Common technical issues and their solutions include:

• Variable phosphorylation states: MYL9 functionality depends on its phosphorylation state, which can change rapidly during sample processing. Standardize tissue collection and fixation times, and consistently use phosphatase inhibitors .

• Antibody cross-reactivity: Due to homology with other myosin light chain proteins (particularly MYL12A/B), some antibodies detect multiple targets. Use knockout validation or highly specific antibodies that differentiate between family members .

• Expression level differences: MYL9 expression varies significantly across tissue types and disease states. Adjust protein loading amounts and exposure times accordingly.

• Non-specific signals: Optimize blocking conditions and antibody concentrations. For phospho-specific antibodies, confirm specificity using phosphatase treatment of control samples .

• Inconsistent immunoprecipitation results: For binding partner studies, try multiple lysis conditions as interaction stability may depend on buffer composition.

What emerging roles of MYL9 should researchers consider exploring with antibody-based approaches?

Based on recent findings, several promising research directions emerge:

• Dual roles in different cancer types: Investigate the mechanisms behind MYL9's apparently contradictory functions as a tumor suppressor in NSCLC versus an oncogenic promoter in colorectal cancer .

• Novel protein interactions: Beyond MYO19 and YAP1, use immunoprecipitation with MYL9 antibodies to identify additional binding partners that may explain tissue-specific functions.

• Extracellular MYL9 functions: Recent evidence showing MYL9 release from platelets suggests potential extracellular roles beyond its canonical intracellular functions .

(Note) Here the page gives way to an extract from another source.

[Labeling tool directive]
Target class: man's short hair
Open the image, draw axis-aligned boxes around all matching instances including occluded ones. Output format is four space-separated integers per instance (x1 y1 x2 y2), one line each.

• Therapeutic targeting potential: Explore whether modulating MYL9 activity or its interactions could have therapeutic value in cancer or inflammatory conditions.

• Biomarker development: Further validate MYL9 as a biomarker for disease progression or treatment response in conditions like Kawasaki disease or various cancers using antibody-based assays .

How can researchers best integrate MYL9 antibody data with other molecular profiling approaches?

Comprehensive research requires integrating multiple methodologies:

• Correlation with transcriptomic data: Compare protein-level findings using MYL9 antibodies with RNA-seq data to identify post-transcriptional regulation mechanisms.

• Phosphoproteomic integration: Combine phospho-specific MYL9 antibody data with global phosphoproteomic profiling to position MYL9 within signaling networks.

• Single-cell analysis: Apply MYL9 antibodies in single-cell western blotting or mass cytometry to capture cellular heterogeneity not visible in bulk analyses.

• Spatial transcriptomics correlation: Compare MYL9 protein localization using immunohistochemistry with spatial transcriptomics data to identify microenvironmental influences on expression.

• Systems biology approaches: Incorporate MYL9 antibody data into pathway analyses and protein interaction networks to generate testable hypotheses about its functional role in complex biological systems.